Ministers are facing growing political pressure after it emerged that hospitals are being paid millions of pounds each month to remove patients from NHS waiting lists, a move critics say allows the government to trumpet falling numbers without delivering a corresponding rise in treatment.
Keir Starmer and Health Secretary Wes Streeting have repeatedly pointed to reductions in waiting lists as evidence that Labour is turning around the health service. But analysis of NHS data suggests that much of the apparent progress has come from administrative removals rather than extra operations or appointments.
The practice, known within the health service as list cleansing or validation, involves consultants reviewing backlogs to identify people who may have died, sought private treatment, or no longer want or need the procedure they were waiting for.
Between April and September last year, NHS England paid hospital trusts £18,818,566 to carry out such exercises. Officials said trusts were paid roughly £33 for every patient taken off a list, implying that more than half a million people were removed in just six months.
Critics have seized on the figures as evidence that Labour is massaging the statistics. A source from the previous Conservative administration told The Times that a similar proposal had been blocked by Rishi Sunak when he was prime minister because it amounted to paying the NHS for “doing something it should be doing anyway”. The source added that “artificially” shrinking the waiting list risked misleading the public about how the service was really performing.
Health policy specialists have also voiced unease about the approach, warning that some patients could be removed even though they still require care.
Two weeks ago, the Prime Minister claimed official figures showed waiting lists had fallen by “more than 86,000”, calling it the “largest fall in a month for over two years”.
“These aren’t just numbers, it is thousands of people getting the care they need,” he said.
Yet NHS data suggest the headline figure was driven largely by validation rather than a surge in clinical activity. In November, the month cited by Sir Keir, 346,300 people were removed from waiting lists, about 82,000 more than in October and close to the entire reduction ministers highlighted.
Over the same period, hospitals carried out about 10 per cent fewer operations and appointments than the month before, indicating that fewer patients were actually treated.
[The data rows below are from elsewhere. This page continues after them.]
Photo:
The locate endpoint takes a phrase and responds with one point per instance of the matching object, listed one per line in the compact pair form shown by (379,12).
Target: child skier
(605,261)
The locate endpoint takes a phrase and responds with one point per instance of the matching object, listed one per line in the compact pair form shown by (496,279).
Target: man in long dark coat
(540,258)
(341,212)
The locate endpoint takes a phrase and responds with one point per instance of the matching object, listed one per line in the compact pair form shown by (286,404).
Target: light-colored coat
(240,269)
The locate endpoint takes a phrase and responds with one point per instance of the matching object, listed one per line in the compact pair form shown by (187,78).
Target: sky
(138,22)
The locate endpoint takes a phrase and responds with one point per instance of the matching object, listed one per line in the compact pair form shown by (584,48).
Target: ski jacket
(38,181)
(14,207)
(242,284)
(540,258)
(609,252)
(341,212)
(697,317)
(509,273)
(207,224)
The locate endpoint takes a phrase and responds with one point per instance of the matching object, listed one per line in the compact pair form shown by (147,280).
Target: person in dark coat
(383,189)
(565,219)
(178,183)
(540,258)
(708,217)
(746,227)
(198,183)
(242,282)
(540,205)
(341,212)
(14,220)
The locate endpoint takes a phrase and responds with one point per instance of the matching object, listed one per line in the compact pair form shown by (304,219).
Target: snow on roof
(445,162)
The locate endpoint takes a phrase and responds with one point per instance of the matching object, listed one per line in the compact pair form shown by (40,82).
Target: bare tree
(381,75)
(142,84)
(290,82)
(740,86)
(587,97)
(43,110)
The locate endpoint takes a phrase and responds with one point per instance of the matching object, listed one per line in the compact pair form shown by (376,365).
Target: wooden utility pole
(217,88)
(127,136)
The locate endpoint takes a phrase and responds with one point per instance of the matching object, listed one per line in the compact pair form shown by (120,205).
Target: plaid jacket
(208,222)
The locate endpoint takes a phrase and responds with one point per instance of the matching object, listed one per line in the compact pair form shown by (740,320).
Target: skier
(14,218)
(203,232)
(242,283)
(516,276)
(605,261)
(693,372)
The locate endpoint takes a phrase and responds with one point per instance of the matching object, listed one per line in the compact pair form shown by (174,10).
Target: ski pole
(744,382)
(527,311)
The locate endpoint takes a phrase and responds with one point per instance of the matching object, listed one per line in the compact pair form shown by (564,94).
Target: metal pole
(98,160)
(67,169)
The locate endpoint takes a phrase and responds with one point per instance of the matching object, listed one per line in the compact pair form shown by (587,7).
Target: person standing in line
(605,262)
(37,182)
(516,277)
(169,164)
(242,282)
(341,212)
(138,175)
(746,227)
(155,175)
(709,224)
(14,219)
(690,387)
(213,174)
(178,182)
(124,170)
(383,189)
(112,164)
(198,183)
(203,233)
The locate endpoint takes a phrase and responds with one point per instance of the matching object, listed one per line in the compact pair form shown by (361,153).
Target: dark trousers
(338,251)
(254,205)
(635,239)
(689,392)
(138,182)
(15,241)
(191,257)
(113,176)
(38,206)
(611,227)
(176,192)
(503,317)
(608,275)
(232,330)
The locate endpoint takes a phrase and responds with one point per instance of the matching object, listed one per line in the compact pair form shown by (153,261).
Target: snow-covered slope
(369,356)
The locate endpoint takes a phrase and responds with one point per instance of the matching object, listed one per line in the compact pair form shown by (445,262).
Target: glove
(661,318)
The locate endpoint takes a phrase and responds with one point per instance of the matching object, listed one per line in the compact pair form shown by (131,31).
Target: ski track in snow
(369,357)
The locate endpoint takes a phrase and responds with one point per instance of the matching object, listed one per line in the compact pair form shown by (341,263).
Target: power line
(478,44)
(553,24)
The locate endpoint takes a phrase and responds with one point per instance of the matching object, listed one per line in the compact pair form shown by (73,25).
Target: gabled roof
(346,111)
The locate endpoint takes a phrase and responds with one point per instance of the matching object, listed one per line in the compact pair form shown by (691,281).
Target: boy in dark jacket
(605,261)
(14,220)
Sarah Scobie, deputy director of research at the Nuffield Trust, said the overall balance between referrals and treatments had barely shifted. “It’s likely that a big proportion of recent waiting list reductions have happened due to reasons other than the NHS boosting activity,” she said. “One example of this is data cleaning exercises. A lack of transparency about this can sometimes create an illusion that the NHS is delivering more care than it is.”
Sarah Woolnough, chief executive of the King’s Fund, said the NHS routinely carried out such reviews but warned ministers against portraying them as a solution to entrenched backlogs.
She told Times Radio, “I think the question is, are the Government over claiming? And this is no long term strategy. These exercises are kind of one off that you do reasonably every few months, but they’re no substitute for increased activity levels to actually bear down on the wait list.”
Ms Woolnough added that the process had to be handled “incredibly carefully” to ensure legitimate patients were not wrongly removed and criticised Labour for overstating incremental progress.
“This is the Government’s flagship policy to fix the NHS,” she said. “It’s promised to re meet the constitutional standard, this is the big promise, to make sure that the vast majority of people on a wait list are seen within 18 weeks, and it’s nowhere near that. The dial has to shift, whereas at the moment there’s a very incremental decline, partly driven by this validation exercise.”
In Parliament, health minister Karin Smyth defended the payments, saying, “Validation is a well established component for the effective management of waiting lists, ensuring that the patients who are on the list should still be there.
“While we have significantly reduced the size of the total elective waiting list by over 206,000 since the Government took office, a large list requires consistent validation in order to ensure that all patients on the list still require care, and all appointments are of optimum value for patients and clinicians.”
NHS insiders have argued that the reviews can identify people who would benefit from alternative treatments, such as physiotherapy, and help free up capacity for others.
Public reaction has been far less forgiving. Online comments have accused Labour of manipulating figures and masking systemic problems, with numerous readers claiming they or relatives had been removed from waiting lists without explanation or had appointments repeatedly cancelled while ministers boasted of progress.
Opponents say the episode undermines Labour’s claims to be fixing the NHS, arguing that headline grabbing reductions driven by administrative exercises amount to little more than political spin while millions of patients continue to wait for treatment.